Greater MSP, with revenue last year of $5.6 million funded mostly by the private sector, is the manifestation of an Itasca Project study that found too much rivalry among local governments and economic development agencies over attracting and retaining business. There is still some of that. But the case can be made that Greater MSP CEO Michael Langley and company have mitigated local hostilities and enhanced growth during the economic upturn.
Greater MSP said it also had a big hand in attracting $3.2 billion in capital investment from the likes of Amazon and other companies that have moved or expanded operations in the region.
The latest Greater MSP handiwork includes:
• A collaboration among the cities of Minneapolis and St. Paul, and Hennepin and Ramsey counties and their respective chambers of commerce that seeks to accelerate investment and jobs in the core-city areas.

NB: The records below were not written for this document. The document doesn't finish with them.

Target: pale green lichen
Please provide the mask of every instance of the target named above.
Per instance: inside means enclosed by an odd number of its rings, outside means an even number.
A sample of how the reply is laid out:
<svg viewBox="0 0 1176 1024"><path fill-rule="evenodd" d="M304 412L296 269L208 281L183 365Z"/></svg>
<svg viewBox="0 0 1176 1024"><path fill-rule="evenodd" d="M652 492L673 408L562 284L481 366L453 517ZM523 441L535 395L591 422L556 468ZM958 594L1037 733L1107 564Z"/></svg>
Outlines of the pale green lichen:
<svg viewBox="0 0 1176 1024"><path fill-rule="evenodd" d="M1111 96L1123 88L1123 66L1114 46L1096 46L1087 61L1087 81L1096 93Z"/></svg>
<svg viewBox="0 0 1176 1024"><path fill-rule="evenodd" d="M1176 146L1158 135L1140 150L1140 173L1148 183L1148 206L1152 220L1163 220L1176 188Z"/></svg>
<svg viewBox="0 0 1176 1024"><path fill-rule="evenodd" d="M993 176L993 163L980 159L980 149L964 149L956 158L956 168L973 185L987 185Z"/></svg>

 • A medical-manufacturing partnership that supports Mankato, St. Cloud and the Twin Cities in pitches to employers as well as coordinated bids and strategy in pursuit of federal incentives.

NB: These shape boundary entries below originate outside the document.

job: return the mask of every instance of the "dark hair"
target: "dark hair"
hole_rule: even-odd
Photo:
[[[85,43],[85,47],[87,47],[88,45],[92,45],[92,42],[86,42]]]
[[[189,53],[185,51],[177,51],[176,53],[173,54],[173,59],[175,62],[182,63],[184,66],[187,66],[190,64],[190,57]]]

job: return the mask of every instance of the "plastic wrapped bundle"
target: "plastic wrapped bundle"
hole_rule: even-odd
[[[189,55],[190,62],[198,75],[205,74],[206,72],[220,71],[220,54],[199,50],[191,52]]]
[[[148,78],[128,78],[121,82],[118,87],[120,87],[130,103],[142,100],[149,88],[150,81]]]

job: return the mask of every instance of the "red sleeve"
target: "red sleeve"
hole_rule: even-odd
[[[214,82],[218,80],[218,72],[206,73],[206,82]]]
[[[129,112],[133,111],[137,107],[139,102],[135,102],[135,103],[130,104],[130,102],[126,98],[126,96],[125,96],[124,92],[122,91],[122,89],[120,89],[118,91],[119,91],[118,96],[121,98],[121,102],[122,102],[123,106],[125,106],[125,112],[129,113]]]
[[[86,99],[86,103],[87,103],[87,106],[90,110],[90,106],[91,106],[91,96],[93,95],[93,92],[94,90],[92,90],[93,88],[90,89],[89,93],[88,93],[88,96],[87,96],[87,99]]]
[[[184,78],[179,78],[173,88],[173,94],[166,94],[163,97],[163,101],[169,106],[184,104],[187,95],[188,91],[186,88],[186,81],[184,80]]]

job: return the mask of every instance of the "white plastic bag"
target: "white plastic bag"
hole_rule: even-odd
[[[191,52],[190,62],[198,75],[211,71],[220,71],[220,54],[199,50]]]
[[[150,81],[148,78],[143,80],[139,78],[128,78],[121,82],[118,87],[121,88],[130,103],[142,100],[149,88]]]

Increasingly, as the Twin Cities approaches virtual full employment, the emphasis must turn to attracting talent, as well as programs that upgrade the skills of the unemployed and undereducated. A lot of businesses, schools and nonprofit-training outfits are working on that.
 Greater MSP launched “Make It. MSP,” last year to attract more technology and other skilled workers to fill some of the thousands of local open jobs. Greater MSP collaborated with fast-growing job creators such as Leadpages and Code 42, as well as the local Fortune 500 companies, to offer free flights to talented job prospects in September, during “Twin Cities Startup Week.”
This was part of the pitch from Greater MSP: With more than 50,000 available jobs posted at the website makeitmsp.org. And housing costs significantly lower than San Francisco, Bloomberg recently named Minneapolis-St. Paul as one of the “few places where you can get a job and afford a house.”
Greater MSP also has touted CNBC’s naming of Minnesota last year as the “top state for business.”